Rawan Salat Jumat di Jalan, JK Minta Digelar 2 Shift

Surabaya, Gatra.com - Masjid salah satu tempat ibadah yang sudah diperbolehkan dibuka. Pelaksanaan ibadahnya juga wajib menerapkan protokol kesehatan dengan menjaga jarak antar jemaah saat menunaikan salat.

Hanya, penerapan protokol tersebut mengakibatkan berkurangnya kapasitas masjid. Terutama, saat masjid menggelar ibadah salat Jumat. Banyak jemaah yang tidak mendapat tempat di dalam Masjid.

Menanggapi itu, Ketua Umum Dewan Masjid Indonesia (DMI) Jusuf Kalla mengimbau agar ibadah salat Jumat digelar dua kali. Supaya, jemaah yang tidak dapat tempat, tidak memaksa melaksanakan salat Jumat di jalanan.

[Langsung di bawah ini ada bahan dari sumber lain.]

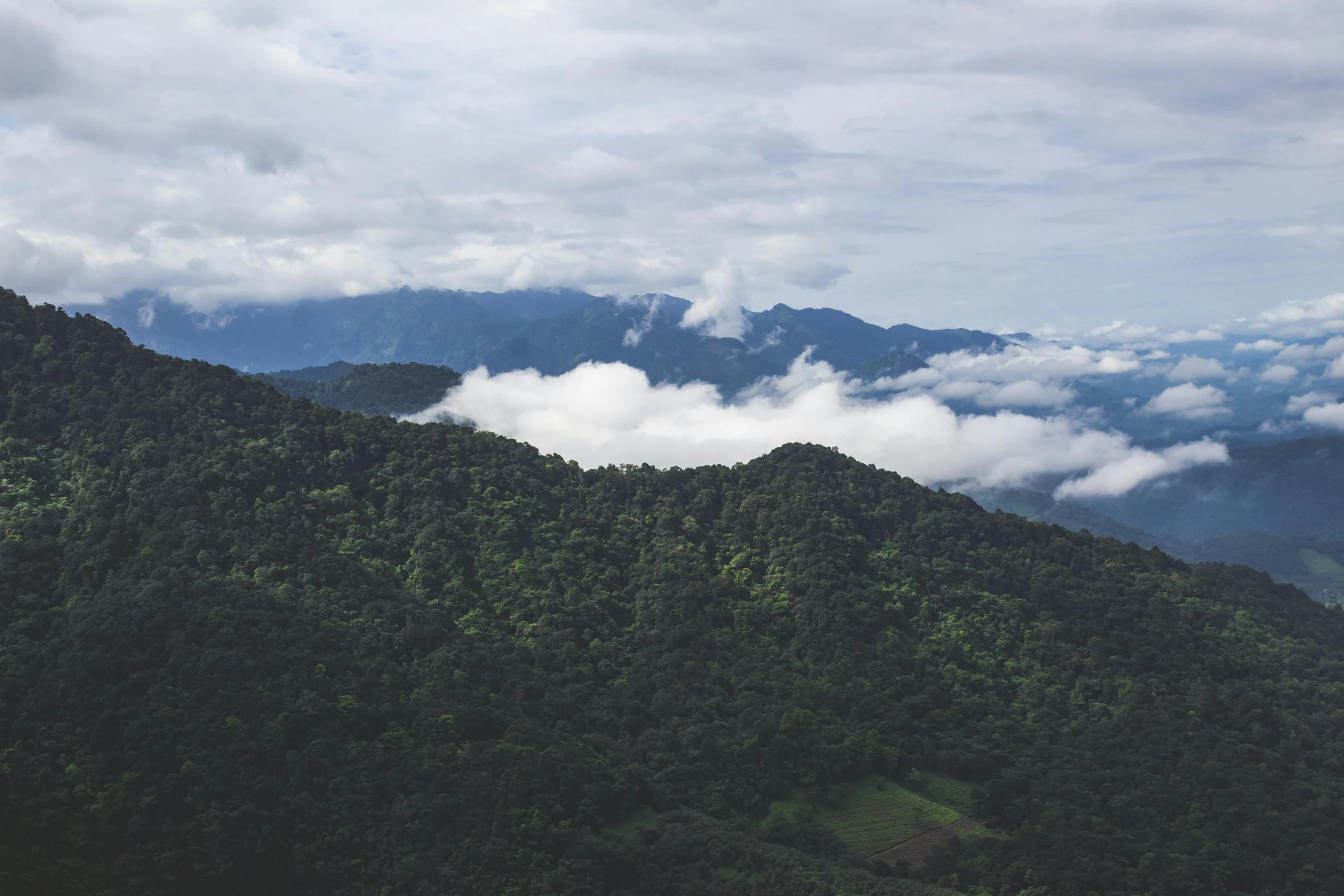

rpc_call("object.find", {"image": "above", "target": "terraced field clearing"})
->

"Kalau dilonggarkan satu meter, maka berarti sisa kapasitas itu 40% persen. Kemana sisanya saat salat Jumat. Akibatnya, banyak orang salat jalan. Bahaya sekali kalau salat di jalan," kata JK saat bertandang di Gedung Negara Grahadi, Rabu (17/6).

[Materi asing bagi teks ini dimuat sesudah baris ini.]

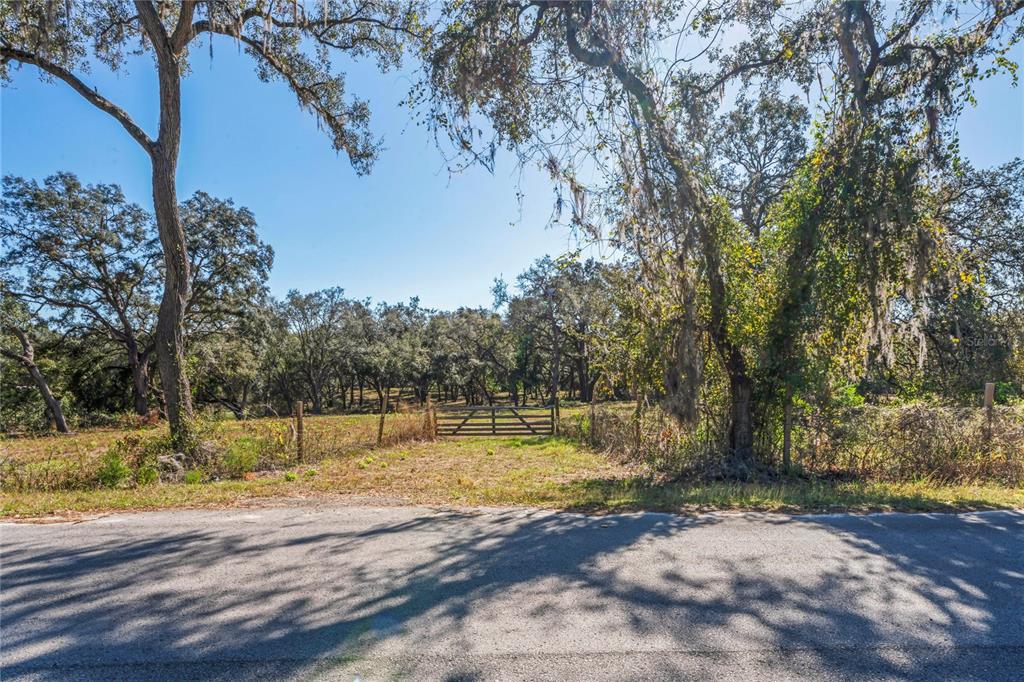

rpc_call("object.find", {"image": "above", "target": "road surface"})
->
[0,507,1024,680]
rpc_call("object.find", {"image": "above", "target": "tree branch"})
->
[0,45,154,154]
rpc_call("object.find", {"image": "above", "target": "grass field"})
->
[0,409,1024,517]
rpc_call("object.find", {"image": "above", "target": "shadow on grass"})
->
[558,476,1014,513]
[0,501,1024,679]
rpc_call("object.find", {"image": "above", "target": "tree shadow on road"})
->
[2,511,1024,679]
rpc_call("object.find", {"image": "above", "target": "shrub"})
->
[96,447,131,487]
[135,466,160,485]
[221,436,267,477]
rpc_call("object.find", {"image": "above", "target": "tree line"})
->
[0,0,1024,475]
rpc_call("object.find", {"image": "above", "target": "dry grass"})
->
[0,428,1024,517]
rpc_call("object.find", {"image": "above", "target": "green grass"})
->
[0,425,1024,517]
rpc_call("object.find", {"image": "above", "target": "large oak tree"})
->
[0,0,421,450]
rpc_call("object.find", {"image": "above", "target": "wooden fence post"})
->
[782,386,793,473]
[551,391,560,435]
[377,388,391,447]
[295,400,305,464]
[590,389,597,447]
[985,382,995,440]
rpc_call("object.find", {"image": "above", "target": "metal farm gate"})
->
[436,406,555,436]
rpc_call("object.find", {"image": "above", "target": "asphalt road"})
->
[0,507,1024,680]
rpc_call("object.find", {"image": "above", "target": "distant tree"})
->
[424,0,1024,476]
[181,191,273,340]
[281,287,352,415]
[708,93,810,238]
[0,292,71,433]
[0,0,422,450]
[0,173,273,415]
[0,173,160,415]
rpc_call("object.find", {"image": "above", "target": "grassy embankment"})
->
[0,409,1024,517]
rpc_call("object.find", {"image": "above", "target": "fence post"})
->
[782,385,793,473]
[377,388,391,447]
[551,391,559,435]
[425,388,437,440]
[590,389,597,447]
[985,382,995,440]
[295,400,304,464]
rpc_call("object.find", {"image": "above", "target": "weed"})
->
[221,435,268,478]
[135,466,160,485]
[96,449,131,487]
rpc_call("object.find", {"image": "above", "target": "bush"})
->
[577,399,1024,485]
[220,436,268,478]
[135,466,160,485]
[96,447,132,487]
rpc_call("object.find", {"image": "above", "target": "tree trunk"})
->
[729,376,754,478]
[128,339,150,417]
[4,327,71,433]
[149,34,196,454]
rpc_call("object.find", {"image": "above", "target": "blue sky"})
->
[0,40,1024,308]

JK menuturkan, banyak bahayanya apabila seseorang menunaikkan ibadah salat Jumat di jalanan. Mulai dari banyak orang yang melintas lalu batuk-batuk, hingga meludah sembarangan.

Sehingga, penting bagi takmir masjid agar menggelar salat Jumat dengan dua shift. 

Jusuf Kalla menyatakan bahwa ibadah salat Jumat yang digelar dua kali adalah sah dan telah melalui pembahasan dengan Majelis Ulama Indonesia (MUI).

"Karena itu solusinya, salat di masjid harus dua shift. Itu sudah disetujui Majelis Ulama Indonesia. Boleh sekali, boleh dua kali. Secara agama sudah kami bicarakan, dan sah," kata Jusuf Kalla.